И каждый из этих внутренних "теоретиков" должен обладать устойчивой
себетождественностью, глубоким потенциалом своего доказательства... Иначе
спор расползется, потеряет логичность, непрерывность, не будет развиваться,
не сможет обладать никакой конструктивной творческой силой. Но тогда, в свою
очередь, за таким внутренним спором должна стоять какая-то устойчивая и
напряженная культурная реальность, реальное логическое раздвоение мысли. Вот
сколько дополнительных предположений влечет за собой наш первый неосторожный
шаг, наша первая "диалогическая" гипотеза. Фейербахова нерешительность
становится все более понятной...
И еще одно. Какие бы исторические, культурные реальности (устойчивые
тенденции мышления) ни стояли за "сторонами моего внутреннего спора", ясно и
другое: в ходе их интериоризации, в процессе столкновения, замыкания в
"одной голове" исходные "логики мышления", первоначальные, формальные,
жестко закрепленные ходы доказательства, вывода, обоснования должны
измениться, преобразоваться, сжаться.
Говорить нечто самому себе и спорить с самим собой - это не то, что
спорить с другими. Здесь доказательство не нужно, да оно и не пройдет. В
разговоре с самим собой многое понятно без слов, о многом можно и нужно
умолчать, бесконечная линия вывода замещается "точкой", намеком, началом
рассуждений... Продолжать - только время тратить. Вот уже и ответ тебе
готов, и тоже началом, уколом, истоком. Идет спор начал, аксиом,
определений, принципов. Этот спор, очевидно, также вполне логичен, но это
особая логика, которую попробуй улови во внешней речи, в языке текста...
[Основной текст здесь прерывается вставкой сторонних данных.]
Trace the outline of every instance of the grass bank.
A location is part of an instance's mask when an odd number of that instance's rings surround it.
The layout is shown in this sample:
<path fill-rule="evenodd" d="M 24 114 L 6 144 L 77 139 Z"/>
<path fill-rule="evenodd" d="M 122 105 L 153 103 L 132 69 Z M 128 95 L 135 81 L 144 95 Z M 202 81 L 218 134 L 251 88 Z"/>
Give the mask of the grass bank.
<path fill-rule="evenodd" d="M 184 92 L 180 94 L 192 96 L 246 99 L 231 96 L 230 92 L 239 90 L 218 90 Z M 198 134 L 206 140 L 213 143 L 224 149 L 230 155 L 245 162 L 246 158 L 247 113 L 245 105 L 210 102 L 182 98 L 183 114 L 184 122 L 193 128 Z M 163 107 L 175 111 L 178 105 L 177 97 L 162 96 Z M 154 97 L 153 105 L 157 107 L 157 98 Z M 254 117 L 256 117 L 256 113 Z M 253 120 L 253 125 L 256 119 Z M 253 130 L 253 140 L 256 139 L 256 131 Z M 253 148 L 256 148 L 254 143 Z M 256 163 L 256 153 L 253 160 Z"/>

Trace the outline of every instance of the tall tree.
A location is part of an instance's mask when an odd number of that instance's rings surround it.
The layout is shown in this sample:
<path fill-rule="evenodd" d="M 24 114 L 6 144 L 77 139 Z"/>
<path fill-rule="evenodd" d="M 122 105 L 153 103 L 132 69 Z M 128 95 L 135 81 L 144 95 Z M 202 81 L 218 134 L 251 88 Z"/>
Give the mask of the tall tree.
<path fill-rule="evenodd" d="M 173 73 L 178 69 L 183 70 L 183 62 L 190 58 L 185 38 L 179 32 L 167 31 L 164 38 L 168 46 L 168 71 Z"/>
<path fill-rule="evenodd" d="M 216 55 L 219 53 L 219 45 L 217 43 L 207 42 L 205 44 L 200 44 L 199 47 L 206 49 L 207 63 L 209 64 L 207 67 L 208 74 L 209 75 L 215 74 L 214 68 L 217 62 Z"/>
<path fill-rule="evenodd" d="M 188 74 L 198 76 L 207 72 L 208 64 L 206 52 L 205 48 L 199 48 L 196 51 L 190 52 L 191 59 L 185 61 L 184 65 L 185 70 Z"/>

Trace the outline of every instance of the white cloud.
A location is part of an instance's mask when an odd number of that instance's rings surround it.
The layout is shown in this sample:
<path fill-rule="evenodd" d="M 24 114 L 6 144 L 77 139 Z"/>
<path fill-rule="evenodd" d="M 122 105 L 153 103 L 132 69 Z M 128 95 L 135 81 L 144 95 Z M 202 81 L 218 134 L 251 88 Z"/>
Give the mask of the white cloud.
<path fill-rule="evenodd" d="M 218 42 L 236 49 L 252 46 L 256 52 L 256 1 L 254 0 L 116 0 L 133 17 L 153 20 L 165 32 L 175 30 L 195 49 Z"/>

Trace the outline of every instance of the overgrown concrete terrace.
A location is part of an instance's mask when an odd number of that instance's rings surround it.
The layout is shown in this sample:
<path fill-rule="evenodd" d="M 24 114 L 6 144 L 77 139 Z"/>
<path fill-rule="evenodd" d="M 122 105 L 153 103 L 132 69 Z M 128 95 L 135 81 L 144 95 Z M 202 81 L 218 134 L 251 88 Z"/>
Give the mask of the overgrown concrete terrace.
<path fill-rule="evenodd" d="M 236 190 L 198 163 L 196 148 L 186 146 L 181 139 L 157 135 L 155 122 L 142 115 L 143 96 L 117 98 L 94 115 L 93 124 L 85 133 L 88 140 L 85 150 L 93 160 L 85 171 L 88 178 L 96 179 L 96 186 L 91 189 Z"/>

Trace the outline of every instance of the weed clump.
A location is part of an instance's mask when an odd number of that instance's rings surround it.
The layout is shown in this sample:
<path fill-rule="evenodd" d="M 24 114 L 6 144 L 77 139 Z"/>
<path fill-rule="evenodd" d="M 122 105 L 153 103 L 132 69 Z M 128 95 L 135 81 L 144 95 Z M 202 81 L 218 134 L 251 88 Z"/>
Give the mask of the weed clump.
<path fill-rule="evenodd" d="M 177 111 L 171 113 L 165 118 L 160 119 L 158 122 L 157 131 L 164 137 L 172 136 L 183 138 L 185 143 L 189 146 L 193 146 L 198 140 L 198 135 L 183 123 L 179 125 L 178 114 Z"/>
Здесь пока остановимся. Тут требуется особый разговор, и он - впереди.
Затруднения Фейербаха типичны для мышления Нового времени: даже диалог с
другим здесь осуществляется в форме монолога, доказательства (для
тугодумов), мышление идет от субъекта и замыкаться "на себя" органически не
может. Больше того, сверхзадача внутреннего спора в том и состоит, чтобы
устранить одного из собеседников (незнающего, ошибающегося), чтобы
развернуть, разомкнуть обоснование в доказательство. Изобретение идей должно
быть опущено в дологическое подземелье, внутренний спор должен уничтожить
самого себя, в теории не должно остаться следов ее происхождения. Если это
получается, значит, теория готова к употреблению и может поступать в
распоряжение практики, в оборот внешнего общения.
Но это еще не все. Вспомним, что внутренний диалог "Я" с "Ты" только
тогда приобретает логический (а не только психологический) статут, когда в
его основе лежит онтологическая проблема: воспроизвести в мышлении бытие, но
не как "бытие мышления", а как независимый от мысли предмет.
Необходимо воспроизвести в сфере логики мышления вне-понятийное бытие
субъекта логики (1) и "логического субъекта" - предмета, сущего вне своих
предикатов (2).
Ведь основной тезис Фейербаха в полемике против гегелевской логики имеет
такой смысл: необходимо, чтобы философия могла освоить нечто нефилософское,
логика - нечто нелогическое; но освоить не по-гегелевски, снятием, а как-то
иначе, сохраняя - в логике? в мысли? - внеположность мышления и бытия,
воспроизводя (в понятии?) неискоренимую непонятность (внепонятийность)
предметного, материального мира.
Поставленные здесь вопросительные знаки выражают логическую
недосказанность философии Фейербаха. Воспроизводить в понятии (в логике, в
мышлении) внепонятийность бытия - не абсурд ли это? Но если нельзя логически
(в движении понятий) воспроизвести логическую недоступность бытия, то откуда
я вообще знаю о том, что бытие имеет определения, невоспроизводимые в
понятии, что я могу в таком случае сказать о бытии?